The IRS also requires that employers keep federal tax-withholding certificates and wage and tax statements for at least four years. Keep organized tax records to easily prepare financial statements, identify receipts, track deductible expenses and prepare tax returns.
There are three types of withholding taxes:
- Federal Income Tax Withholding
- Federal Wage and Tax Statement
- State Taxes
Visit the IRS.gov for more information about tax withholdings and filings.
3) Verify Eligibility to Work in the U.S.
Federal law requires employers to verify an employee's eligibility to work in the United States. Within three days of hire, employers must complete Form I-9, employment eligibility verification. Employers do not need to submit the I-9 form to the federal government, but are required to keep I-9's on file for three years after the date of hire or one year after the date of the employee's termination, whichever is later.
The forms are available on the U.S. Immigration and Customs Enforcement agency’s I-9 website (www.uscis.gov/e-verify).
4) Register with Your State’s New-Hire Reporting Program
Employers are required to report new or rehired employees within 20 days of their first day of work.
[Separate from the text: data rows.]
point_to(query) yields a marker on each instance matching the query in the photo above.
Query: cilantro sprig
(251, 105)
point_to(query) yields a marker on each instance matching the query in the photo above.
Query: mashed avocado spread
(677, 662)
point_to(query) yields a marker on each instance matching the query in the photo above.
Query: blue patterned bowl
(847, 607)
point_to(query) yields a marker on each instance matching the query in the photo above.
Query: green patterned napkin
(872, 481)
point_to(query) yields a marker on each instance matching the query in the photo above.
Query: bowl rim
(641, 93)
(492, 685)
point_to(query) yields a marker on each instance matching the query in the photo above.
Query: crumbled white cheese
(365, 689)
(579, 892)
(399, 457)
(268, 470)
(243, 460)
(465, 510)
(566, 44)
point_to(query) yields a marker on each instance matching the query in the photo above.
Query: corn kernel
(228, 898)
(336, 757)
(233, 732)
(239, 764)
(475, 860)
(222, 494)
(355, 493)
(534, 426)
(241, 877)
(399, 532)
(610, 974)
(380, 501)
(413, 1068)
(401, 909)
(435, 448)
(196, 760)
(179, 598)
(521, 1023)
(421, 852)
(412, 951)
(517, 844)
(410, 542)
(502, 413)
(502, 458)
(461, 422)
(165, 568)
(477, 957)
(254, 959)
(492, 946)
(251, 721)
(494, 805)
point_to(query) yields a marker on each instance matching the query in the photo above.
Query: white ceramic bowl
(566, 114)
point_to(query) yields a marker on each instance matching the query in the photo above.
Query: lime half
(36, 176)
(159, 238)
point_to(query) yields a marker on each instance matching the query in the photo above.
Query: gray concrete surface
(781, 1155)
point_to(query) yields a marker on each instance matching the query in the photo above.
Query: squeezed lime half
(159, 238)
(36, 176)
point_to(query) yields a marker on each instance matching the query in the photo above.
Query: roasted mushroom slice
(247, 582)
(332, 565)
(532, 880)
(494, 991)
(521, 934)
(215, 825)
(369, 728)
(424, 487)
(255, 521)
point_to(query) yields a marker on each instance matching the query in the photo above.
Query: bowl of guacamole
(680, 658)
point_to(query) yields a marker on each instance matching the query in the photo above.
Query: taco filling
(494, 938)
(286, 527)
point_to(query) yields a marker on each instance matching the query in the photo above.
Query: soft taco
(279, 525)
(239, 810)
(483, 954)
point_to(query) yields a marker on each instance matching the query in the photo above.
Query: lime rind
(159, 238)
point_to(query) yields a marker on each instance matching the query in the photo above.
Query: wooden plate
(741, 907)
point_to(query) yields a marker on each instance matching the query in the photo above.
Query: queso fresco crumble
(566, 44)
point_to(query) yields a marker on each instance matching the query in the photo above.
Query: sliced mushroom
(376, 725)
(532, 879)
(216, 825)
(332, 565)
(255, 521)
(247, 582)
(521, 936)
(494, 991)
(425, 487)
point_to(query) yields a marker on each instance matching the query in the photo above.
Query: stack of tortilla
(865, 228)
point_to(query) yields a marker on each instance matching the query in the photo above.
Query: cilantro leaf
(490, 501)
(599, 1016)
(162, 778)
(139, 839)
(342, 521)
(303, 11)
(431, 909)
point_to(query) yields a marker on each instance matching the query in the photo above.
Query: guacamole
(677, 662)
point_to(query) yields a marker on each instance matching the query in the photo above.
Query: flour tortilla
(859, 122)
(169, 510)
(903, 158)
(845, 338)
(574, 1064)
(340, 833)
The Small Business Administration (SBA) maintains a state-by-state list of new-hire reporting agencies on their website (www.sba.gov).
5) Get Workers' Compensation Insurance
All businesses are required to be covered. Small businesses can self-insure or get coverage through a broker or state workers’ comp program.
6) Post Labor-Law Notices
Depending on the line of business, employers need to display workplace posters outlining their responsibilities and employees’ rights under labor laws.
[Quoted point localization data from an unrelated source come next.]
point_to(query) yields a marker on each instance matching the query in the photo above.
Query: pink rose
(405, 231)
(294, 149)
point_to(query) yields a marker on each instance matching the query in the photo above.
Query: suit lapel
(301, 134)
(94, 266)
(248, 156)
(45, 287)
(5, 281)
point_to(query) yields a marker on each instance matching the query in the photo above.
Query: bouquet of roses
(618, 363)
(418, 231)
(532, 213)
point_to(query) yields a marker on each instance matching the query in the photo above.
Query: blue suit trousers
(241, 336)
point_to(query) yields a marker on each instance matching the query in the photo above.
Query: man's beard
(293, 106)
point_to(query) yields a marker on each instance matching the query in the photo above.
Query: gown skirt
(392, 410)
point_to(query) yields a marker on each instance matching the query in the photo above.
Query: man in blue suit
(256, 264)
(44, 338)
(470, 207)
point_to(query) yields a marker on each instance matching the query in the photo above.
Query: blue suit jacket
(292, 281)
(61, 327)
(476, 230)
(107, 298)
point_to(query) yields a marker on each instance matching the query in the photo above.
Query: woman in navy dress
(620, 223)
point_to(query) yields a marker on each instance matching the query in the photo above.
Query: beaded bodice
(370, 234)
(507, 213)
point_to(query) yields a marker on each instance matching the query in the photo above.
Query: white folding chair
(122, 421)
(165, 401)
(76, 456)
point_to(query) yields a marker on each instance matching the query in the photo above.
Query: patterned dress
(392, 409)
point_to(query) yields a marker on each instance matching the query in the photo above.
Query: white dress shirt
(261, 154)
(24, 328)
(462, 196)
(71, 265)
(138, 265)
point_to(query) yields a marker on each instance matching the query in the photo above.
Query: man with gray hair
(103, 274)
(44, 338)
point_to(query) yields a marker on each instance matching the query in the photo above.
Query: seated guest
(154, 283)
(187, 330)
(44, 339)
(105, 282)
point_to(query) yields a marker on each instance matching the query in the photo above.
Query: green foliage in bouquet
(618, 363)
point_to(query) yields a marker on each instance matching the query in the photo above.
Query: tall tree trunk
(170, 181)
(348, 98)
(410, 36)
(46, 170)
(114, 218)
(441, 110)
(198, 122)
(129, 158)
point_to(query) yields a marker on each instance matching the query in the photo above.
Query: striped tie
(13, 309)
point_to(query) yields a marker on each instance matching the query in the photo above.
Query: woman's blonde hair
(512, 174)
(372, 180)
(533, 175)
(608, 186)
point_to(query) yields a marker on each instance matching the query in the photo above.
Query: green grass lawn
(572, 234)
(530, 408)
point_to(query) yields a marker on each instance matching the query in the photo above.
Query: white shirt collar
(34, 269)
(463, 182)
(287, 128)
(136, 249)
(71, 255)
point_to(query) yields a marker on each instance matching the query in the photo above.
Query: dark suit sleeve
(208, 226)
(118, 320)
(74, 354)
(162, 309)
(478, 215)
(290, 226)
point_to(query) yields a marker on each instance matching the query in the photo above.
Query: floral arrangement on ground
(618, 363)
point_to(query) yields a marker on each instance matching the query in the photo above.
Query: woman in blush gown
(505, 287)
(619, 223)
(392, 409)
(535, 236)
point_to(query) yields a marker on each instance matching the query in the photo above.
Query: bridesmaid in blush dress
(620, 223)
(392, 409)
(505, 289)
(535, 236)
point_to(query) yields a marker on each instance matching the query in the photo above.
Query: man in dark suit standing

There are several online vendors who, for a minimal cost, will provide state and federal required notices to post. Or, visit the Department of Labor website (www.dol.gov).
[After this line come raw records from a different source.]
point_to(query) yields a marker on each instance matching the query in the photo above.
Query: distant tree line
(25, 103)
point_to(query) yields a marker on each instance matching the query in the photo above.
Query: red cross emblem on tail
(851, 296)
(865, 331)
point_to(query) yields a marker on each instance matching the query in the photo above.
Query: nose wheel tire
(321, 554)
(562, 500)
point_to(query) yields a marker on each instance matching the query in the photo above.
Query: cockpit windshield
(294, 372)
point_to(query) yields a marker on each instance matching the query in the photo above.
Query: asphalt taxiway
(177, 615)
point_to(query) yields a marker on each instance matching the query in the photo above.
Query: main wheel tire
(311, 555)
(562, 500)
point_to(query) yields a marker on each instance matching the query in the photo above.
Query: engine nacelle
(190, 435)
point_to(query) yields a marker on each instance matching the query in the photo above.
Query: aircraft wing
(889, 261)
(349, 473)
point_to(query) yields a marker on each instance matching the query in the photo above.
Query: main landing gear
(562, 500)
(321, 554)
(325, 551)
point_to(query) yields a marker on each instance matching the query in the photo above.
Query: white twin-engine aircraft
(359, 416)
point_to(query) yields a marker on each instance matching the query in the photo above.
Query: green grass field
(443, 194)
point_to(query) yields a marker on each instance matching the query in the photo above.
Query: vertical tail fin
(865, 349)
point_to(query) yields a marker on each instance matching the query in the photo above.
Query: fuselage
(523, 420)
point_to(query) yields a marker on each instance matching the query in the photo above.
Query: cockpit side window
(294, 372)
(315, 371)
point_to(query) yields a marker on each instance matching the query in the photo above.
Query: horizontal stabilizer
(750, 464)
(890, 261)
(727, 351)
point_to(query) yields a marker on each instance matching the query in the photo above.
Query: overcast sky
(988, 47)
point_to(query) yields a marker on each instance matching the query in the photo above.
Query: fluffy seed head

7) Get Organized and Know Your HR Must-Do's
In addition to requirements for keeping payroll records for tax purposes, certain federal employment laws also require you to keep records about your employees and create a fair workplace. Read more about Small Business HR Basics.
8) Retaining Your First Employee
Congrats! You've hired your first employee and they're a great addition to the business. Now how do you keep them from jumping ship? Your business is small (right now), but that doesn't mean it's too early to start thinking about retention strategies.
One way to be competitive in the labor market is to start offering employee health benefits. A common way for small businesses to offer health benefits is not with a traditional group health insurance plan, but rather with healthcare allowances (aka a defined contribution health plan).